Khiprianwala
- Interactive map of Khiprianwala

Geography
- Location: Arabian Sea, Ibrahim Hyderi, Karachi, Sindh
- Coordinates: 24°46′26″N 67°11′49″E﻿ / ﻿24.77389°N 67.19694°E
- Archipelago: Indus Delta
- Adjacent to: Korangi Creek
- Area: 13 km^{2} (5.0 sq mi)
- Highest elevation: 1 m (3 ft)

Administration
- Pakistan

Demographics
- Population: Uninhabited

= Khiprianwala Island =

Pakistani island

Khiprianwala Island (جزیرہ خپریانوالہ; ڪپريانوالا ٻيٽ) is an island located in the Arabian Sea off the coast of Karachi, Sindh, Pakistan.

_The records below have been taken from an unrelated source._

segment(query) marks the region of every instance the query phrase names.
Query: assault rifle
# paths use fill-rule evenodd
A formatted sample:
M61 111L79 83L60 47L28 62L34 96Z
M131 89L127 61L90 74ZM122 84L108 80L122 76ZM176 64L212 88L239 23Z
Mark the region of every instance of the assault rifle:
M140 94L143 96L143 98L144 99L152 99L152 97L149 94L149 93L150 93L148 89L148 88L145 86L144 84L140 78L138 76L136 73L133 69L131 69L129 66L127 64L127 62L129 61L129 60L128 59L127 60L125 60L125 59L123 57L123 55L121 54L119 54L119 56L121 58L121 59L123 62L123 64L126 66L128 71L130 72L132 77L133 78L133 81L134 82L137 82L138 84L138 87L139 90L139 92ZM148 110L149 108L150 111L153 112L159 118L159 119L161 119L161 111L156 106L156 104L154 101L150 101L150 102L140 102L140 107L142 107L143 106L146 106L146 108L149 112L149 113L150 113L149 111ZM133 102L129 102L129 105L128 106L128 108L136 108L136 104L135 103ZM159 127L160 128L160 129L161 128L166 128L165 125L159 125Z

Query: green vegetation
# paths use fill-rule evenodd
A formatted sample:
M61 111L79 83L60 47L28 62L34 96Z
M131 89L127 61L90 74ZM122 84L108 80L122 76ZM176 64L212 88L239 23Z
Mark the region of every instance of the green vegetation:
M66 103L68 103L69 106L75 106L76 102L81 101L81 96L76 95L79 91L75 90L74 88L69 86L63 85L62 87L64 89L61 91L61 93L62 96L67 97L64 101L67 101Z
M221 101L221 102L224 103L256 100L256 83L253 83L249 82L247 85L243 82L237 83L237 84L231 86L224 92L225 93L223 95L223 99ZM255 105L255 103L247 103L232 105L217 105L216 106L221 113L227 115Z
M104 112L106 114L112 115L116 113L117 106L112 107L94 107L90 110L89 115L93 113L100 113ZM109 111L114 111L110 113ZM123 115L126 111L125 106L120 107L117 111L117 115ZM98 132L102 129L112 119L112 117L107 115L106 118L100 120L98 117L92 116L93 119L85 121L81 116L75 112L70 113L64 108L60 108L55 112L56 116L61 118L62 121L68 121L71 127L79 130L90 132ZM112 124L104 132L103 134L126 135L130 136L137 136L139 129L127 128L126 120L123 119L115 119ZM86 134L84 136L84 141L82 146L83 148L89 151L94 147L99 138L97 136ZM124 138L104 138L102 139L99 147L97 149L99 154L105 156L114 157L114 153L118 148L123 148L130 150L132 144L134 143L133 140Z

The island lies south of Korangi and the fishing village of Ibrahim Hyderi, bordering Bundal and Buddo Islands at the fringes of the Indus River Delta. Khiprianwala exhibits sparse mangrove vegetation, predominantly Avicennia marina, alongside mud banks and swamps typical of the tropical coastal ecosystem.

Efforts are being made to protect the island as its natural environment is increasingly disturbed and exploited.